Stage 2 (the 2nd 100K set): Similar procedures as for Stage 1 were mostly used in selecting compounds for inclusion in this round with the following exceptions:

  • Excluded functionality filters were modified to remove “druggability” criteria to reflect the fact that MLI’s aims are to find chemical probes not necessarily drugs.
  • Given the difficulties in sourcing SS and NP sets no diversity selection was applied to these sets with the aim of obtaining as many as possible compounds.
  • Two different diversity approaches were adopted in this round as described below.
  • For the TL and DC collections, the physico-chemical property requirements from Stage 1 were relaxed. Four physico-chemical categories, (A), (B), (C), and (D) were devised with the requirement that roughly >=25%, >=50%, >=75%, 100% of the entire MLSMR collection would belong to each of the categories.
    • (A): MW <= 300; ClogP <= 3; HBD <= 3; HBA <= 6; calculated solubility >= 40 ug/mL
    • (B): MW <= 400; ClogP <= 4; HBD <= 4; HBA <= 8; calculated solubility >= 30 ug/mL
    • (C): MW <= 500; ClogP <= 5; HBD <= 5; HBA <= 10; calculated solubility >= 20 ug/mL
    • (D): MW <= 600; ClogP <= 6; HBD <= 6; HBA <= 12; calculated solubility >= 10 ug/mL
  • In addition to the Tetko calculated solubility, the ACD Labs Solubility Batch software was also incorporated into the calculation of aqueous solubities.
  • In addition to the Daylight topological fingerprints used in Stage 1, another diversity metric based on the MDL MACCS keys was introduced. These methods were used iteratively so that around half of the compounds selected came from each method.

    Stage 3 (the 3rd 100K set): In this case all of the criteria for filters established in Stage 2 were retained with the following differences:

    • TL compounds based on vendor annotations were dropped as a specific sub-category.
    • The diversity implementation was completed altered.
    • The DTP/NCI compound collection was included along with commercial vendor supplied compounds for this round of purchases.

    One of the aims of building a specific set for screening apart from diversity is to ease the creation of potential SAR hypotheses that medicinal chemists can use for improving molecules obtained from the screening collection. Since the natural language of medicinal chemists is substructures, chemotypes, or scaffolds obtained from 2D representations of molecules a computational procedure that is faithful to this language was used for building out the MLSMR collection. Specifically an implementation of the Bemis-Murcko definition of scaffolds was used for all compound selection.

    The concept of TL compounds was replaced by “known biologically active molecules”. The set of known biologically active molecules made available by GVK Biosciences was used for defining this space. The GVK collection is obtained from published articles and patents and were human curated. The detailed GVK target/disease annotations were grouped into generic bins (e.g., proteases, kinases, GPCRs, HIV, heart-disease etc.) to ensure some level of “biological diversity”. About 30K compounds purchased in this round were targeted using known bioactives.

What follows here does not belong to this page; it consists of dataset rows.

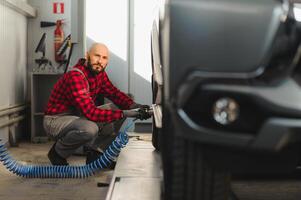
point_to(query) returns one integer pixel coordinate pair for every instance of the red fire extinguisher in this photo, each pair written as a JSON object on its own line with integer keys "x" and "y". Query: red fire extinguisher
{"x": 58, "y": 40}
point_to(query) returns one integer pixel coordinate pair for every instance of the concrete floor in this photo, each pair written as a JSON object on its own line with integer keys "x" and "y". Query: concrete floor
{"x": 13, "y": 187}
{"x": 17, "y": 188}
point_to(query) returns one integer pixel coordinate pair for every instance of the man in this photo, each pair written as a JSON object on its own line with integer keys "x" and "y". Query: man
{"x": 73, "y": 119}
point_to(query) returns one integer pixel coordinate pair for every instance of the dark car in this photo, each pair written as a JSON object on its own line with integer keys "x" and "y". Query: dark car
{"x": 231, "y": 98}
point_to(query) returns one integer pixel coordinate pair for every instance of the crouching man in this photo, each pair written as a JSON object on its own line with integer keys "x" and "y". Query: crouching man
{"x": 72, "y": 117}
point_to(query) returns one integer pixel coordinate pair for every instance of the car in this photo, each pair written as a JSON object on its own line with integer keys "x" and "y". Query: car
{"x": 226, "y": 80}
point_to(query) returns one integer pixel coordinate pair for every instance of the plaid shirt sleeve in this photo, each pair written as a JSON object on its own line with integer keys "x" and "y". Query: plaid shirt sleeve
{"x": 115, "y": 95}
{"x": 82, "y": 100}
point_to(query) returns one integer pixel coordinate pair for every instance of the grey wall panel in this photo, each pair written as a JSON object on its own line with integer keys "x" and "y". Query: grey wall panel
{"x": 13, "y": 41}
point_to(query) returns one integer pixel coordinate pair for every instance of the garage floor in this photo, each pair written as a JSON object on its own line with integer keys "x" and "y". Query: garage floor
{"x": 16, "y": 188}
{"x": 13, "y": 187}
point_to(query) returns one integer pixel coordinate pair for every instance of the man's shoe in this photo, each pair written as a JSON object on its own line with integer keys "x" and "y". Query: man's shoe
{"x": 55, "y": 158}
{"x": 93, "y": 155}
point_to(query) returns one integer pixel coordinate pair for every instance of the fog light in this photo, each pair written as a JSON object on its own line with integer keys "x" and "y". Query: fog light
{"x": 225, "y": 111}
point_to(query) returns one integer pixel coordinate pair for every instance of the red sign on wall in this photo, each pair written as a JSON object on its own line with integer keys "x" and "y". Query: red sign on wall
{"x": 58, "y": 8}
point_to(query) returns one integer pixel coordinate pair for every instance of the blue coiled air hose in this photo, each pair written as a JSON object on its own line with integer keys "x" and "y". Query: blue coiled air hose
{"x": 50, "y": 171}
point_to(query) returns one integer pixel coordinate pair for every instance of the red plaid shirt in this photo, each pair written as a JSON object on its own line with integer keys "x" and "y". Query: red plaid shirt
{"x": 74, "y": 90}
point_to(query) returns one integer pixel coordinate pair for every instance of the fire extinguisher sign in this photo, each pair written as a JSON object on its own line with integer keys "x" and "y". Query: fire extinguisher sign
{"x": 58, "y": 8}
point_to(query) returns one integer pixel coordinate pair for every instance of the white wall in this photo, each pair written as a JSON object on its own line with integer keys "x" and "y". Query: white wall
{"x": 107, "y": 22}
{"x": 13, "y": 47}
{"x": 125, "y": 25}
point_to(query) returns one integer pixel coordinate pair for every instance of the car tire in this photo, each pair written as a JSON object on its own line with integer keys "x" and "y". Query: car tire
{"x": 187, "y": 173}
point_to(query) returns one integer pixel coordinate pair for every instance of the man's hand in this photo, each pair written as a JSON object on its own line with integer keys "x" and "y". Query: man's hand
{"x": 137, "y": 105}
{"x": 131, "y": 113}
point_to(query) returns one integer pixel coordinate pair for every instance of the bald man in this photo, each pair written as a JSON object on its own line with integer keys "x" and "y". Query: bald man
{"x": 73, "y": 119}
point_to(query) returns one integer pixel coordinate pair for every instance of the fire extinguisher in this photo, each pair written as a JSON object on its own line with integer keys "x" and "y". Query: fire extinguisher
{"x": 58, "y": 40}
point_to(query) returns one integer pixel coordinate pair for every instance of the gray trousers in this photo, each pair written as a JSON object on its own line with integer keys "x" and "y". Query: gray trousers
{"x": 72, "y": 132}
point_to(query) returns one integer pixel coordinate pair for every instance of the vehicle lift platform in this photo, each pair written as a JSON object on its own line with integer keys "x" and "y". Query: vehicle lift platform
{"x": 138, "y": 172}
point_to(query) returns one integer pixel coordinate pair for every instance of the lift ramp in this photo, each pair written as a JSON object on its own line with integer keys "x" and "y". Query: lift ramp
{"x": 138, "y": 172}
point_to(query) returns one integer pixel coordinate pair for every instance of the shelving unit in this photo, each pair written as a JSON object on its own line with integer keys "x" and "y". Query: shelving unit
{"x": 41, "y": 86}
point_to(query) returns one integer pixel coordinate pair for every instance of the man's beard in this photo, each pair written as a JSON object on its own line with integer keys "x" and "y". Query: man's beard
{"x": 90, "y": 67}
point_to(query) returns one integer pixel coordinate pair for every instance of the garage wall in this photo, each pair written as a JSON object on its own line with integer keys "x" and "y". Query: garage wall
{"x": 13, "y": 41}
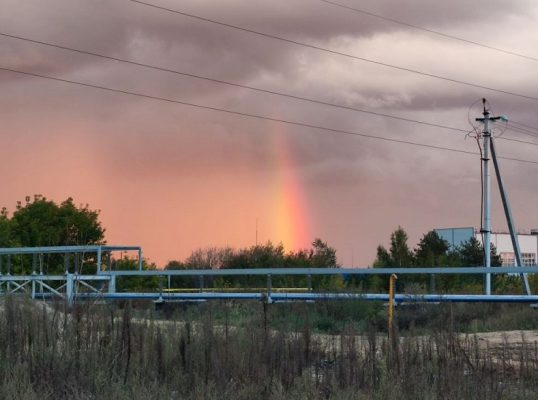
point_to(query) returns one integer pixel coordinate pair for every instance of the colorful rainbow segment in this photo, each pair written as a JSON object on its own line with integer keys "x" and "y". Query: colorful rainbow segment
{"x": 292, "y": 226}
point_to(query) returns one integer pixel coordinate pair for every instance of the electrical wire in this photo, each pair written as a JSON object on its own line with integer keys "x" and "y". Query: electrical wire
{"x": 261, "y": 90}
{"x": 523, "y": 125}
{"x": 421, "y": 28}
{"x": 256, "y": 116}
{"x": 253, "y": 88}
{"x": 522, "y": 130}
{"x": 335, "y": 52}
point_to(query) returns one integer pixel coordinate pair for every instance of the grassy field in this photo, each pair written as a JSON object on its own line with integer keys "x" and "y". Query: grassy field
{"x": 234, "y": 350}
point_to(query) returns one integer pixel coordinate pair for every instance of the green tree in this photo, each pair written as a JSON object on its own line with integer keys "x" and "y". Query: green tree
{"x": 322, "y": 255}
{"x": 42, "y": 222}
{"x": 431, "y": 251}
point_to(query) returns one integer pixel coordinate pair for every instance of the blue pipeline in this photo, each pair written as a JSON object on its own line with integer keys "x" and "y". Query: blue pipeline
{"x": 286, "y": 297}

    Detailed Approach: Specifically, both the GVK and our vendor collection along with the existing MLSMR collection were converted into Bemis-Murcko scaffolds.

    • “Known Biologicals”: Compounds in the vendor collection with scaffold level-similarity based on topological torsions of >0.96 to the GVK set were tagged as “known biologicals”.
    • A machine learning based predictive model that separates the existing MLSMR collection from the vendor collection at the scaffold level was built. This extensively cross-validated model was used to rank-order the scaffolds in the vendor collection that are the most different from the existing Stage 2 collection. Topological torsions were used as descriptors.
    • Finally compounds were selected from this rank-ordered list of scaffolds that contained at least 5-10 compounds. If a scaffold did not contain enough compounds, compounds from neighboring scaffolds (based on scaffold-based distance matrix using topological torsions) were selected for inclusion.